- Les demandes des services instructeurs sont à l’origine de prolongations des délais règlementaires d’instruction des projets soumis à autorisation.
- Ces demandes ne sont justifiées que si les pièces complémentaires sont exigées par le code de l’urbanisme.
BOPC

C'est bien connu, certains services instructeurs sont gourmands de pièces complémentaires. Leurs demandes sont un grand classique parmi les nombreuses tracasseries administratives qui entourent les opérations de construction. Notifiée par le service instructeur, la demande de pièces reporte le point de départ du délai d’instruction. Nul n’est tenu d’y répondre favorablement si elle intervient plus d’un mois à compter du dépôt de la demande d’autorisation, ou si elle ne figure pas parmi les pièces exigées par le code de l’urbanisme. Dans ces deux cas, le dossier est réputé complet et la demande de pièces n’a pas pour effet d’interrompre ou de modifier le délai d’instruction. De ce fait, une décision de non-opposition tacite à déclaration préalable ou un permis tacite naît à l’expiration du délai d’instruction, sans qu’une telle demande de complément puisse y faire obstacle.

Une telle situation devrait inciter les services instructeurs à la plus grande vigilance.
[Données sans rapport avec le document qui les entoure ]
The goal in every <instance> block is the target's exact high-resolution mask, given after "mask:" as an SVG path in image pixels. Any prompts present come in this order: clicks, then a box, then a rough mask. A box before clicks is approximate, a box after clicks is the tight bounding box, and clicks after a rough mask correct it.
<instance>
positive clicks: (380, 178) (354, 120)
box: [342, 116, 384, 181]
Si le document demandé n’est pas exigible, l’accord tacite autorise le pétitionnaire à réaliser son projet tel que prévu dans sa demande d’autorisation.

Déterminer l'exigibilité d'une pièce

L’exigibilité d’une pièce complémentaire se vérifie dans le code de l’urbanisme1. Prenons le cas des permis de construire : la demande doit fournir les informations obligatoires précisées dans le code de l’urbanisme , lesquelles sont reprises dans les formulaires Cerfa disponibles en ligne. Sur ce point, le pétitionnaire veille à bien répondre à l’ensemble des questions posées dans les formulaires pour éviter que le dossier ne soit considéré comme incomplet par le service instructeur.

Rappelons que les pièces à joindre pour tous les projets donnant lieu à un permis de construire comprennent le plan de situation et les documents du projet architectural (notice d’impact, plan masse, coupes et façades, documents graphiques permettant d’apprécier l’insertion du projet et documents photographiques).

Certaines pièces doivent être jointes aux projets dont la nature ou la situation est particulière. Il s’agit notamment de :

  • la notice d’impact indiquant les matériaux utilisés et les modalités d’exécution des travaux, pour les projets situés en secteur protégé ;
  • l’attestation d’étude préalable, pour les projets situés en zone de prévention des risques naturels et technologiques ;
  • l’attestation de prise en compte de la règlementation, pour les projets de construction neuve soumis à la règlementation environnementale RE 2020 ;
  • le dossier permettant de vérifier la conformité du projet avec les règles d’accessibilité et de sécurité, pour les projets portant sur un établissement recevant du public (ERP).

Certains projets nécessitent une autre autorisation au titre d’une législation particulière. C’est le cas par exemple des installations classées pour la protection de l’environnement (ICPE).

 

Pour en savoir plus…

 

/ La « Boîte à outils Permis de construire »

  • chapitre 10.3 « La procédure d’obtention de l’autorisation d’urbanisme/Quelles sont les pièces à joindre à la demande ? »
  • à consulter dans https://mon-espace.maf.fr

Les pièces devant être jointes aux dossiers de demande d’autorisation, notamment pour les projets dont la nature ou la situation est particulière et ceux concernant une autre législation, sont listées dans le code de l’urbanisme.